Bien que les accords commerciaux plurilatéraux n’engagent que les États signataires, ils ont aussi une grande influence sur des pays tiers puisqu’ils régiront à l’avenir l’essentiel des règles du commerce international.

Les pays en développement qui misent beaucoup sur leurs exportations et ne sont pas inclus dans ces accords perdent leur compétitivité en raison des droits de douane relativement plus élevés dont ils ont à s’acquitter, ce qui a pour conséquence un effet de distorsion en faveur des signataires des accords.

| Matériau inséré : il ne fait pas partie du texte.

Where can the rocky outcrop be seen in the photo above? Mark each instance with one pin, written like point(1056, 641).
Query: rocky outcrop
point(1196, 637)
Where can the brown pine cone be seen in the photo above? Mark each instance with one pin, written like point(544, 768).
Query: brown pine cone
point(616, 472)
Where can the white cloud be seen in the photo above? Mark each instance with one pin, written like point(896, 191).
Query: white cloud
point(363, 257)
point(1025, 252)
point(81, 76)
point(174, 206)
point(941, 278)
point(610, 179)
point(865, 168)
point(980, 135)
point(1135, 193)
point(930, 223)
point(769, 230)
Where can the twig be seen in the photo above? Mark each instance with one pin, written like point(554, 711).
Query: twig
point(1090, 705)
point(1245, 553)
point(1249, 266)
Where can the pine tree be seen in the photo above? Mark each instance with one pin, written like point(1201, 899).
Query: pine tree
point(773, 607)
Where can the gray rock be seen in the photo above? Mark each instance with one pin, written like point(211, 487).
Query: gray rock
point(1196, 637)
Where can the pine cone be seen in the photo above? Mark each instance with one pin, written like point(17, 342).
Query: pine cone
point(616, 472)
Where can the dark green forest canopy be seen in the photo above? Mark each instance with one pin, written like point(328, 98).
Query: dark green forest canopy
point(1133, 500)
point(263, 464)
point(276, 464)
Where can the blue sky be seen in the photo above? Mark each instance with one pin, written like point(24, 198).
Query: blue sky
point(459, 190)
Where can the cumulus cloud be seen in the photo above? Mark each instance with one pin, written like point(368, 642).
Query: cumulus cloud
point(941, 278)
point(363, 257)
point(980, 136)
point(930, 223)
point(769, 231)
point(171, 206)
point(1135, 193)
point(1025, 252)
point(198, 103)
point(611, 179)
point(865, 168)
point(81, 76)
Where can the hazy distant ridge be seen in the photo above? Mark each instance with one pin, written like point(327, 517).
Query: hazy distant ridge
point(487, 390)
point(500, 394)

La résistance de la société civile s’organise

Dans de nombreux pays, une résistance politique s’est rapidement mise en place contre ces vastes accords commerciaux. Des organisations de la société civile mettent en garde contre la limitation des pouvoirs de réglementation de l’État et l’atteinte à la démocratie. De vastes coalitions d’ONG ont vu le jour pour résister à ces accords, parmi lesquelles figure Public Eye qui observe les évolutions d’un œil critique.

Public Eye est convaincue que l’approche plurilatérale ne conduit pas à une politique commerciale internationale plus juste et qu’elle présente des risques, en particulier pour les couches sociales les plus pauvres.

En raison des incertitudes qui entourent actuellement la stratégie du gouvernement des États-Unis en matière de politique commerciale, ainsi que des oppositions dans la politique intérieure, l’approche plurilatérale a du plomb dans l’aile. Ainsi, les négociations autour du TTIP et du TISA sont paralysées jusqu’à nouvel ordre. Les États-Unis se sont notamment retirés du TPP après les négociations. Et le CETA, accord entre le Canada et l’Union européenne, n’a pu entrer en vigueur que de façon provisoire, car certaines dispositions doivent d'abord être ratifiées par des parlements nationaux.